Still have the issue of transferring tickets to friends or such if you can't make it. Axios and some providers handle this.

Anything requiring transferring "to friends" will be attempted to be used for scalping of course.

I suppose if we're requiring showing ID to attend anyway, it's not a lot worse to add an online ID verification step in order to be allowed to be a "sender" in the transfer system, and an identity is only allowed to have like 5 distinct "friends" in a rolling 12-month window.

Part of me thinks that Ticketmaster/Live Nation probably makes so much money from their own in-house scalping operation that they don't want to fix any kind of scalping problems for fear they would be somehow obligated to not participate themselves.

  • > Part of me thinks that Ticketmaster/Live Nation probably makes so much money from their own in-house scalping operation that they don't want to fix any kind of scalping problems for fear they would be somehow obligated to not participate themselves.

    My dad used to joke about how many signs he'd say at baseball games saying scalping is against the rules but somehow hearing loads of StubHub ads whenever he would listen to a game on the radio.

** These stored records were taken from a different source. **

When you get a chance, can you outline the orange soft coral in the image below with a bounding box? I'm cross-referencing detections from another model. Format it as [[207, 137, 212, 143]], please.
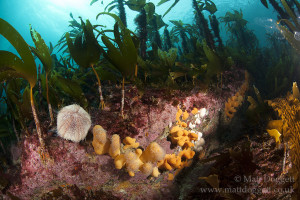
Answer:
[[123, 137, 140, 150]]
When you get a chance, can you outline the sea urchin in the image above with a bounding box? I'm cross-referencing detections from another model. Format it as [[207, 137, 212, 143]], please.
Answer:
[[57, 104, 91, 142]]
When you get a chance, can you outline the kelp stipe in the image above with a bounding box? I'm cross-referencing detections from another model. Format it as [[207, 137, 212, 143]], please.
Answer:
[[0, 18, 49, 163]]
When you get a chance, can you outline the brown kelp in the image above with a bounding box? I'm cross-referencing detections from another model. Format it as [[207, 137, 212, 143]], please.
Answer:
[[66, 20, 105, 109], [0, 19, 49, 162]]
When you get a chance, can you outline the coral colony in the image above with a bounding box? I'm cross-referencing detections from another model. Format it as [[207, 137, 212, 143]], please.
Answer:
[[0, 0, 300, 200]]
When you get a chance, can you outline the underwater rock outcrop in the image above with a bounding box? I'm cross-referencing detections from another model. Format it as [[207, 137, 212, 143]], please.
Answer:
[[2, 70, 243, 199]]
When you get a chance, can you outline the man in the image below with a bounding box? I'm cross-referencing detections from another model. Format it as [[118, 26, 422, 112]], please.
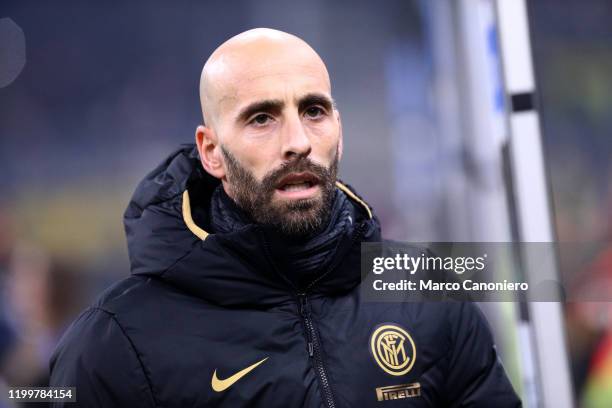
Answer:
[[51, 29, 520, 408]]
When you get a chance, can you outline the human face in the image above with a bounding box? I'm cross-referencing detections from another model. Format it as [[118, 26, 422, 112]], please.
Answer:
[[201, 40, 342, 236]]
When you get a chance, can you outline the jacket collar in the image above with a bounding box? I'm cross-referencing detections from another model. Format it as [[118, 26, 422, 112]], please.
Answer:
[[124, 144, 380, 307]]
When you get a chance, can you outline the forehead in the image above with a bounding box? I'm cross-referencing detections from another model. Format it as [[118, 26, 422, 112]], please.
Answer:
[[218, 58, 331, 117]]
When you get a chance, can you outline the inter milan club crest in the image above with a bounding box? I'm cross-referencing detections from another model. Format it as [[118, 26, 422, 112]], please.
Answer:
[[370, 323, 416, 376]]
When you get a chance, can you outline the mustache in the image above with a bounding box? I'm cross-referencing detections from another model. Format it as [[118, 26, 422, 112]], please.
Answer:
[[261, 156, 330, 190]]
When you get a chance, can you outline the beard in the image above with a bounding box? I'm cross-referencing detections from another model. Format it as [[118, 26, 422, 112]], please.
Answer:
[[221, 146, 338, 238]]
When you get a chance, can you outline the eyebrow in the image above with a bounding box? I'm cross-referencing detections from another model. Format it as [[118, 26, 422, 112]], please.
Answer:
[[236, 99, 285, 122], [298, 93, 336, 112], [236, 93, 336, 122]]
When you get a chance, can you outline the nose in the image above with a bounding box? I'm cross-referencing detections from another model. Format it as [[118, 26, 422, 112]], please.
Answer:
[[282, 112, 312, 161]]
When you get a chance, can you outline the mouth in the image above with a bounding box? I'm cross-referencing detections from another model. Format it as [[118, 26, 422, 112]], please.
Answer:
[[276, 173, 320, 199]]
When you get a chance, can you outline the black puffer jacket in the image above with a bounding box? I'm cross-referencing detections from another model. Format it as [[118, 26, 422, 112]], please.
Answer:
[[51, 145, 520, 408]]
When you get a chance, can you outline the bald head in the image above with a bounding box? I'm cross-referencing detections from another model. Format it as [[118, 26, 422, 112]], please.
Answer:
[[200, 28, 331, 127]]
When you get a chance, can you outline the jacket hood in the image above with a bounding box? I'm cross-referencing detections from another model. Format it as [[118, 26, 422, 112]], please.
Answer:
[[124, 144, 380, 306]]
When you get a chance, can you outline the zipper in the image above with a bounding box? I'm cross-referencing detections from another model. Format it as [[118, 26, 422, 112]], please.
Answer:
[[298, 293, 336, 408]]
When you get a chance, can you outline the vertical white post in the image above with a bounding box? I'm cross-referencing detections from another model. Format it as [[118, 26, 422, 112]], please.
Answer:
[[496, 0, 573, 408]]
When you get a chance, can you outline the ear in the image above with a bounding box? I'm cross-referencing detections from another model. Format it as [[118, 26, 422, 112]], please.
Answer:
[[336, 110, 343, 161], [195, 125, 225, 179]]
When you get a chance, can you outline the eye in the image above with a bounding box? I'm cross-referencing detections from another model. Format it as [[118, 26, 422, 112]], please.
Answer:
[[304, 106, 325, 119], [249, 113, 272, 126]]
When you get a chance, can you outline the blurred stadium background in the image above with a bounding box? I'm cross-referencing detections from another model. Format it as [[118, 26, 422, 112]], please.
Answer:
[[0, 0, 612, 407]]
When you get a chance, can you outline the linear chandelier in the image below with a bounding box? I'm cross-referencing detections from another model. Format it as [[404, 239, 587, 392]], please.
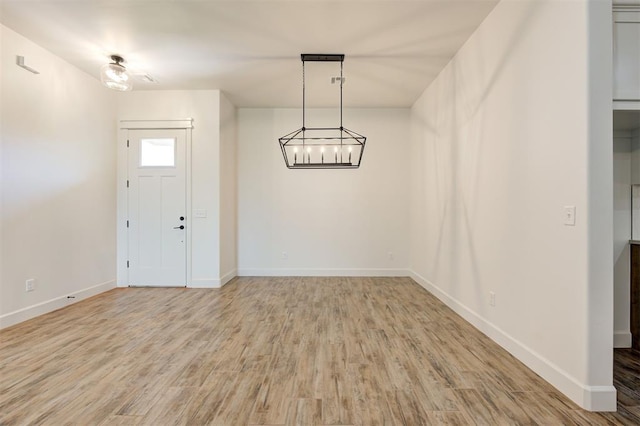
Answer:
[[279, 53, 367, 169]]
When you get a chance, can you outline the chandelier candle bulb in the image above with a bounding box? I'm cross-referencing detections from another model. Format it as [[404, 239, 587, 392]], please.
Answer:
[[278, 53, 367, 169]]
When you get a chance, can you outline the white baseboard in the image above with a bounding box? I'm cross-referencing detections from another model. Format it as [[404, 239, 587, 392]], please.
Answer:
[[189, 278, 220, 288], [0, 280, 116, 329], [220, 269, 238, 287], [613, 331, 633, 348], [238, 268, 410, 277], [411, 271, 616, 411]]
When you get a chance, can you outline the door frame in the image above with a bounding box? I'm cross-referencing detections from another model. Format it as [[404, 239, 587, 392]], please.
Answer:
[[116, 118, 193, 287]]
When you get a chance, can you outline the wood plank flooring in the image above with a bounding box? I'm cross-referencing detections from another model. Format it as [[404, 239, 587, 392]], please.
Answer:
[[0, 278, 638, 426]]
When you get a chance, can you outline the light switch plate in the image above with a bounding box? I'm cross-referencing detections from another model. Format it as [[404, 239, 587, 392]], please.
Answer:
[[564, 206, 576, 226]]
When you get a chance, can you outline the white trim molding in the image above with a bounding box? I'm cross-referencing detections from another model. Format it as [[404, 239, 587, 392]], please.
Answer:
[[0, 280, 116, 329], [120, 118, 193, 129], [613, 330, 632, 348], [411, 271, 616, 411], [220, 269, 238, 287], [238, 268, 411, 277], [116, 118, 194, 287]]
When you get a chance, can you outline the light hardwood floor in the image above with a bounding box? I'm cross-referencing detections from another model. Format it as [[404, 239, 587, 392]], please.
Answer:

Transferring tickets to friends is functionally indistinguishable from scalping

  • The problem with scalping is scale. A single person reselling a single ticket is completely fine, because that is not a viable business model for enough people to distort the market. Just limit the number of tickets someone can buy to 3-5.

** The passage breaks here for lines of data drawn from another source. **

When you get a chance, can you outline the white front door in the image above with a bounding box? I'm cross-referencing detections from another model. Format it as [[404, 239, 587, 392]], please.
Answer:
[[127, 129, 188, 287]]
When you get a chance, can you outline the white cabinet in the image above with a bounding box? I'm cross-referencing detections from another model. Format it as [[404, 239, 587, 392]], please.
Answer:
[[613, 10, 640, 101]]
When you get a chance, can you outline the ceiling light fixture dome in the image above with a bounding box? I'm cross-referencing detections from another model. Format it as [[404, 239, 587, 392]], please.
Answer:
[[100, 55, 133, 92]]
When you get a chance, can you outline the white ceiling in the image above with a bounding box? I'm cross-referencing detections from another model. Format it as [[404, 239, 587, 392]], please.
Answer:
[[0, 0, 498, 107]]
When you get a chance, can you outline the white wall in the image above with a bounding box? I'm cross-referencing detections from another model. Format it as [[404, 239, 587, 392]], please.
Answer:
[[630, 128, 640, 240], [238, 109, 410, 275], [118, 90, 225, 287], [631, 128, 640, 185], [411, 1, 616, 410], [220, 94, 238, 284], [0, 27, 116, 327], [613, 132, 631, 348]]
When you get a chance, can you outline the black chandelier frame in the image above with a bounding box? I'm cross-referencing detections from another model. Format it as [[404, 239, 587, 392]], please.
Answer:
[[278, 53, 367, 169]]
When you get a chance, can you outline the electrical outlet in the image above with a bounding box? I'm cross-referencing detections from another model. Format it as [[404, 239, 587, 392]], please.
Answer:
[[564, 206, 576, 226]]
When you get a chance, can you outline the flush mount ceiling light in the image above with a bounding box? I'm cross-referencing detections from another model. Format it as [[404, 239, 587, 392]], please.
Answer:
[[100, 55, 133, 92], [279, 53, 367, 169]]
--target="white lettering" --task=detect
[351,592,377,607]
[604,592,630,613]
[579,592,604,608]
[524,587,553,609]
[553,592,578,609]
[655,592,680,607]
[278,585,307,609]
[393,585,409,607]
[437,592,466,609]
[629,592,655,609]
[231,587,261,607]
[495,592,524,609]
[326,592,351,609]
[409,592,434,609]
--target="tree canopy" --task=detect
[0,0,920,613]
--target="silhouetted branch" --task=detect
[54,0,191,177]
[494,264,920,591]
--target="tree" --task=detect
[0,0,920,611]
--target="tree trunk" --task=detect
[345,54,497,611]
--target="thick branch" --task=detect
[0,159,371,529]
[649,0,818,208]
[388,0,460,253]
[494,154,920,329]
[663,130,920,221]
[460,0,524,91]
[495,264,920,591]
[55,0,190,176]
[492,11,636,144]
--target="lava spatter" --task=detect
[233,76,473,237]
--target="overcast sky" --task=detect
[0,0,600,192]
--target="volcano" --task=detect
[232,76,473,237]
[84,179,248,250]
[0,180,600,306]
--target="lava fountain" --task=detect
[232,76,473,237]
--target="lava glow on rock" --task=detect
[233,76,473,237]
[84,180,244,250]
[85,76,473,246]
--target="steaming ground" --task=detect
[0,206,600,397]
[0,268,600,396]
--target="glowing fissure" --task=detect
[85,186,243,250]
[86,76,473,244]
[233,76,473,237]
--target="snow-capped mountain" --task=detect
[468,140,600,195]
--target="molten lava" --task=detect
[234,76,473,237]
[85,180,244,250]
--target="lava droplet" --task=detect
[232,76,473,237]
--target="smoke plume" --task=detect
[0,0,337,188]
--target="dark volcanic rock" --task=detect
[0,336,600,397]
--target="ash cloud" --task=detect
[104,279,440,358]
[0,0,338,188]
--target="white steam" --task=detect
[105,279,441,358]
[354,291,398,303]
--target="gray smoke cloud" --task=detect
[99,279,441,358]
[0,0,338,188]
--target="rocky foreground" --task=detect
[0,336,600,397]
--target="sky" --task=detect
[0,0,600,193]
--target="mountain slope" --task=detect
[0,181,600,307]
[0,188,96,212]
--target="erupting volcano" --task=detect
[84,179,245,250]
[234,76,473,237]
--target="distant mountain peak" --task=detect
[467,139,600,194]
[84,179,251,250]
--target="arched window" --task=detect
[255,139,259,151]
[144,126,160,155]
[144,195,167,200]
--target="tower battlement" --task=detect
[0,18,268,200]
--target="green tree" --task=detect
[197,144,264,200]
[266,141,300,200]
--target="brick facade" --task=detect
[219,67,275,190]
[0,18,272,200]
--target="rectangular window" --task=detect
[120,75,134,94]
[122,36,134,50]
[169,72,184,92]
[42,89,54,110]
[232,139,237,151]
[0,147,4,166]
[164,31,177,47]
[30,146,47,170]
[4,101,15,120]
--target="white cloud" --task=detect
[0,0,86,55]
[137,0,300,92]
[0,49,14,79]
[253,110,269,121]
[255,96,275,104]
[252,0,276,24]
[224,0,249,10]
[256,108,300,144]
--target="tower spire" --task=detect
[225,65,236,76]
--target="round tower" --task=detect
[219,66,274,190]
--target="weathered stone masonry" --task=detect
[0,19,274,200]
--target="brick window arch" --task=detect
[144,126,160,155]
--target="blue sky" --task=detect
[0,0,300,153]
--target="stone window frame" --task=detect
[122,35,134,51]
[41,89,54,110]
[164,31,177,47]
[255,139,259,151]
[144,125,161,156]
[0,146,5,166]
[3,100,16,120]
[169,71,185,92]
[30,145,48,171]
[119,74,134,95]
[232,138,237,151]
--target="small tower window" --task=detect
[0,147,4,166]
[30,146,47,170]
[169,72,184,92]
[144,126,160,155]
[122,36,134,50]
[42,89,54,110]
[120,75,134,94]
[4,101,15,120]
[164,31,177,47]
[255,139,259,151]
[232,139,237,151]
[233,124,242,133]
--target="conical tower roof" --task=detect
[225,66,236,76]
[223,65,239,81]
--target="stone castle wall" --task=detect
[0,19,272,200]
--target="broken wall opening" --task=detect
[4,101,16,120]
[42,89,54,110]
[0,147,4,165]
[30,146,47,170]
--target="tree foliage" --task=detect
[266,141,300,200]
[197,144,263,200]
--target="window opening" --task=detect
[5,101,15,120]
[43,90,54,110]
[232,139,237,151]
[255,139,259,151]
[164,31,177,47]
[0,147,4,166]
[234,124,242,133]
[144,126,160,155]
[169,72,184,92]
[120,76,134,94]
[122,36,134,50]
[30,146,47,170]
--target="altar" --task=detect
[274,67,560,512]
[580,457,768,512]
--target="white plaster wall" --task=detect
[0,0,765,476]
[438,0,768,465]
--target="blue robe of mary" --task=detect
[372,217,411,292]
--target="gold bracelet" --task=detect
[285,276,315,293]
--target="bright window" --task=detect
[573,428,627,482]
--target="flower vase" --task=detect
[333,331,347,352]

    • A scalper just pretends to be 200 different people. With 200 different emails and 200 different credit cards.

      Limiting the number of tickets someone can buy doesn't protect against scalping.

      2 replies →

  • isn’t scalping selling at profit? if i sell to a friend at the same i paid it’s not really scalping …

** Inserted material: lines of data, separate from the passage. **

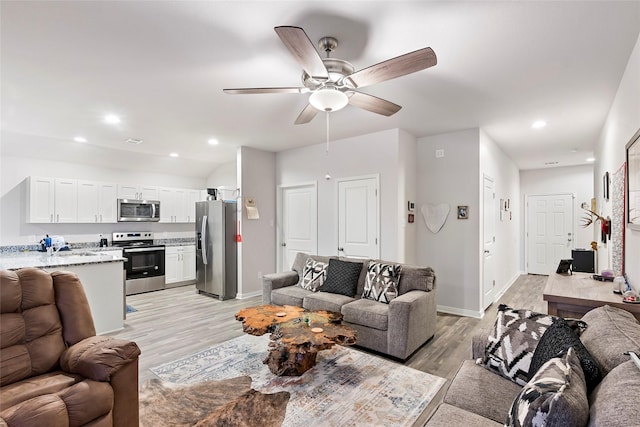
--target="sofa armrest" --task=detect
[262,271,299,304]
[387,289,437,360]
[60,336,140,381]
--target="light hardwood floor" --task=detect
[110,275,547,425]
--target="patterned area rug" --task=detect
[151,335,445,426]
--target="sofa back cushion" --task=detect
[0,268,65,386]
[580,305,640,376]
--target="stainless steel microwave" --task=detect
[118,199,160,222]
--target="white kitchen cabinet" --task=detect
[77,181,117,223]
[27,176,78,223]
[118,184,158,200]
[164,245,196,287]
[185,190,204,223]
[27,176,55,223]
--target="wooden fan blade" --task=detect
[274,26,329,79]
[346,47,438,87]
[349,91,402,116]
[295,104,318,125]
[222,87,309,95]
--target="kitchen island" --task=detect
[0,249,126,334]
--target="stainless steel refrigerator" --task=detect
[196,200,238,300]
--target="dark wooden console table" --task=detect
[542,273,640,320]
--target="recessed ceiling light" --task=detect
[104,114,120,125]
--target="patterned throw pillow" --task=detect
[505,347,589,427]
[529,318,602,393]
[477,304,554,385]
[362,261,402,304]
[322,259,362,298]
[298,257,329,292]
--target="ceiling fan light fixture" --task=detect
[309,88,349,111]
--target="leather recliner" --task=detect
[0,268,140,427]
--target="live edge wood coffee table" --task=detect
[236,305,356,376]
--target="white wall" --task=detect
[479,130,522,295]
[397,130,420,264]
[273,129,404,260]
[593,31,640,289]
[0,156,205,246]
[238,147,276,298]
[207,161,238,200]
[519,165,594,271]
[416,129,480,316]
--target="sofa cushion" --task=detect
[589,356,640,427]
[444,360,522,423]
[362,261,402,304]
[302,291,354,313]
[298,257,329,292]
[480,304,554,385]
[341,298,389,331]
[505,347,589,427]
[271,286,313,307]
[398,264,436,295]
[425,403,502,427]
[529,318,602,393]
[580,305,640,375]
[322,259,362,297]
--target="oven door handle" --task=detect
[200,215,207,265]
[122,246,164,254]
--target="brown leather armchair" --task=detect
[0,268,140,427]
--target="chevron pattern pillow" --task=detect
[299,257,329,292]
[362,261,402,304]
[477,304,554,386]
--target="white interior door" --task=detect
[338,177,380,259]
[526,194,574,274]
[279,184,318,271]
[482,176,496,309]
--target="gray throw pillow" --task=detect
[298,257,329,292]
[362,261,402,304]
[505,347,589,427]
[322,259,363,298]
[478,304,554,385]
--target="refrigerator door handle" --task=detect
[200,215,207,265]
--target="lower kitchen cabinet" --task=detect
[164,245,196,288]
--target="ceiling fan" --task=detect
[224,26,437,125]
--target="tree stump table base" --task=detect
[236,305,356,376]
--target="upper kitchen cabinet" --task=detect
[78,181,118,223]
[27,176,78,223]
[118,184,160,200]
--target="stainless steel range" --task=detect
[112,231,165,295]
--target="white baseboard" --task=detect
[236,290,262,299]
[436,305,484,319]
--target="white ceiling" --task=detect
[0,1,640,177]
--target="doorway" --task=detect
[336,175,380,259]
[482,175,496,310]
[525,194,575,275]
[277,183,318,271]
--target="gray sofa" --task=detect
[426,306,640,427]
[262,253,436,360]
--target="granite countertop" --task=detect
[0,248,125,270]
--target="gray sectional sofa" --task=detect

    • Yes, but you can't know if the transfer happens at a profit. You can always ask the person to pay you extra on top of a "monitored" transfer.

      UEFA limits this for football games by allowing you to purchase only two tickets and changing only one name, and the two tickets must go together. Or you sell back the ticket to the organization and they sell it back to random fans.

Would need to provide a decent refund system alongside named tickets, offering quick and easy refunds for maybe 10% cancellation fee.

Handle it the same way airlines do. If you think you might not be able to go, then pay extra for a refundable ticket.

If you "can't make it", you just have to eat the loss. True fans will make it.

  • True fans don't have any loved ones fall ill? Or get called to work against their will?

    • If something happens to your family, maybe the last thing you should think about is grieving that you lost some juicy, juicy money on tickets which you couldn't use?

  • I've missed concerts due to delayed/cancelled plane flights or other booked transportation.

    Darn, guess I'm not a true fan or I would've booked a private jet.

    • It's not your fault. But it's not their fault either. It's the same for events as for most other reservations: You don't get your money back if you miss it.